2026-06-06 –, Hardwick Hub
Multi-agent GenAI systems don’t fail because models lack intelligence, they fail because they lack memory.
As LLM applications move from demos to production, semantic memory becomes the defining systems challenge. Agents must remember user preferences, share context across roles, preserve conversational state across sessions, and evolve over time, all without exploding token costs or losing observability.
In this talk, I’ll explore semantic memory as a data engineering problem rather than a prompt engineering trick. Drawing on real-world experience from the Azure Cosmos DB engineering team, we’ll examine how to design layered memory for multi-agent systems in Python: short-term conversational state, episodic event logs, declarative and procedural memory, and retrieval-driven personalization.
Using a practical multi-agent travel planner built with LangGraph, we’ll implement patterns such as session-level versus per-turn persistence, hybrid retrieval design (structured filters plus semantic signals), memory lifecycle management (write, retrieve, summarize, supersede, expire), and checkpointed workflows for reproducibility and debugging.
You’ll leave with practical design heuristics for building agent systems that become more reliable, more efficient, and more explainable over time.
All demonstrations will be in Python and applicable to production-scale systems.
This session focuses specifically on semantic memory architecture as the critical systems layer in production-grade multi-agent AI applications.
From my role on the Azure Cosmos DB engineering team, I’ve worked with teams building large-scale agentic systems that must support multi-tenancy, personalization, long-lived conversational state, and operational observability. A consistent lesson is that orchestration frameworks coordinate agents, but memory design determines whether the system behaves coherently over time.
The talk will cover:
- A practical taxonomy of agent memory: short-term state, episodic logs, declarative knowledge, and procedural memory
- Modeling conversations as append-only event streams versus mutable session documents
- Designing retrieval-aware memory stores that combine structured filtering with semantic signals
- Memory lifecycle management: summarization spans, supersession flags, retention windows, and TTL-based compaction
- Checkpointed agent workflows for traceability and debugging
- Multi-tenant memory partitioning strategies
- Cost tradeoffs between growing context windows and durable storage
A live Python-based multi-agent travel planner (built with LangGraph and backed by Azure Cosmos DB) will demonstrate these patterns in practice, including MCP-based memory tools that separate reasoning from storage concerns.
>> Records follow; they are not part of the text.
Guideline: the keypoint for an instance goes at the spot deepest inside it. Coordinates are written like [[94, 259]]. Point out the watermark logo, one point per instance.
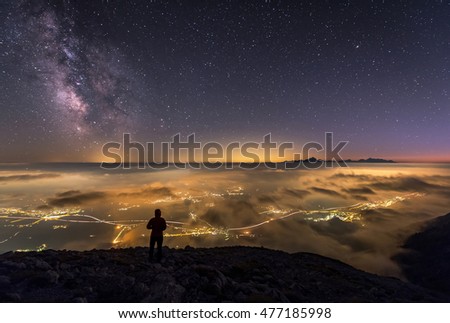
[[190, 153]]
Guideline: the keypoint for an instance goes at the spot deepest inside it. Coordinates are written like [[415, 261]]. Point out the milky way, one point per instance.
[[76, 74]]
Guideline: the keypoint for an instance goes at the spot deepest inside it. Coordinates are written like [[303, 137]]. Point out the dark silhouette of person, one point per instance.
[[157, 225]]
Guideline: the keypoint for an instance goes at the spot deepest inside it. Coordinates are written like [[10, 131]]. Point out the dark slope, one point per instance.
[[426, 260], [236, 274]]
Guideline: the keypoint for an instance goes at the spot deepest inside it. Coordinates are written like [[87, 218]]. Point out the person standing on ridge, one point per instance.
[[157, 225]]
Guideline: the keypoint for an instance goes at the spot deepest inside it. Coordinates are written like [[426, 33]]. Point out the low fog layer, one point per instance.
[[360, 215]]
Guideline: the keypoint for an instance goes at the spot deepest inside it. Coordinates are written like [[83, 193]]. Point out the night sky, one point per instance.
[[77, 74]]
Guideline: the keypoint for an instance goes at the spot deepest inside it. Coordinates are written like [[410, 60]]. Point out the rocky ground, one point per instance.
[[231, 274], [426, 260]]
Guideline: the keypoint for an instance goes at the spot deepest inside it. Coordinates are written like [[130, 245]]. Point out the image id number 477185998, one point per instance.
[[295, 313]]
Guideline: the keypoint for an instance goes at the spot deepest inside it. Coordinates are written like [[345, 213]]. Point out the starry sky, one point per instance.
[[77, 74]]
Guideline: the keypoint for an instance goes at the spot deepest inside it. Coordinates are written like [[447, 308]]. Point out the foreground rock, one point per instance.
[[231, 274], [426, 258]]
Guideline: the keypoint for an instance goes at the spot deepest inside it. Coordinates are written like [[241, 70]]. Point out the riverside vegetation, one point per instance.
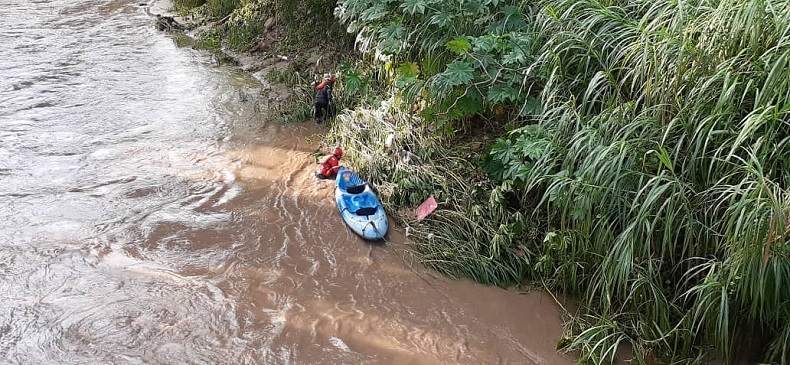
[[639, 162]]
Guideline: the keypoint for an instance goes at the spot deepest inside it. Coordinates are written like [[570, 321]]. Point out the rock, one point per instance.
[[166, 23]]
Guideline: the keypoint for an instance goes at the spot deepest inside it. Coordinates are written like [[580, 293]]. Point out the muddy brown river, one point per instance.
[[149, 216]]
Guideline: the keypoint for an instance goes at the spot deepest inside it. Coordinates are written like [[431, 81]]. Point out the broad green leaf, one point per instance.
[[441, 18], [485, 43], [376, 12], [459, 73], [414, 6], [408, 69], [459, 45], [502, 93]]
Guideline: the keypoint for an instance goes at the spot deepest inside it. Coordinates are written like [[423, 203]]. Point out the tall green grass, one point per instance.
[[656, 166], [666, 160]]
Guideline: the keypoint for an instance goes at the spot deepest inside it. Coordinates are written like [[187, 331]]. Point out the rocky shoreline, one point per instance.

The goal is to provide PyData attendees with a concrete systems framework for thinking about semantic memory, not as an afterthought to prompting, but as a first-class data architecture problem at the intersection of distributed systems and applied AI.
Theo is passionate about NoSQL and distributed computing. He joined Microsoft in 2017 and has been in the Cosmos DB Engineering team as a Program Manager since 2019. He currently focuses on AI, programmability, and developer experience for Azure Cosmos DB. He has a masters degree in Data Science from Dundee University, and lives in the UK with his wife, two boys, and ragcoon cat.